Supervisor: Eugene McCann
B.A. (with Distinction), History, Simon Fraser University
Certificate in Urban Studies, Simon Fraser University
A.A., Global Stewardship, Capilano University
Research: Urban Geographies of Home
I am really passionate about urban geography, and approaching urban issues from a critical, intersectional, feminist perspective, particularly: housing, the politics of place, and how women’s ability to carry out their everyday lives within the urban built environment is shaped and impacted by intersecting political processes.
Currently I am using a critical feminist framework to examine our understandings of home within an urban context. I am interested in exploring the conceptual and political importance of a focus on the practices and politics of producing home, and how shifting understandings of social reproduction are impacting the relationship between home production, care work, and the surrounding neighbourhood where people engage with their communities. This research is focused on alternative low-income housing sites in Vancouver, Canada.

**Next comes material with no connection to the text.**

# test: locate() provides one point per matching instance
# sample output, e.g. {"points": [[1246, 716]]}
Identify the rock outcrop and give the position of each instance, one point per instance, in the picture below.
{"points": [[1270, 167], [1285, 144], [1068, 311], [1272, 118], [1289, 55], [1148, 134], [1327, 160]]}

While housing crises typically focus on the exchange value of housing as a form and a commodity, housing’s use value, as a home, is formative to our everyday lives, and therefore needs to be included in housing discourse. Home is a place that holds the potential as a site for identity construction, safety, shelter, resistance, and social reproduction. Our relationship to home is complex, fluid, and shaped by our lived experiences, and while notions of the home are often idealized, it is necessary to problematize conceptions of what home means, and for whom: especially acknowledging heteronormative, patriarchal and nuclear family ideals that dominate many of the narratives.
I acknowledge that my research and education occurs on unceded Coast Salish land, on the traditional territories of the Musqueam, Squamish and Tsleil-Waututh First Nations. It is important to do so because in recognizing the land we are on, we acknowledge that the land was stolen from these First Nations by settler colonizers, and as such these remain Indigenous lands.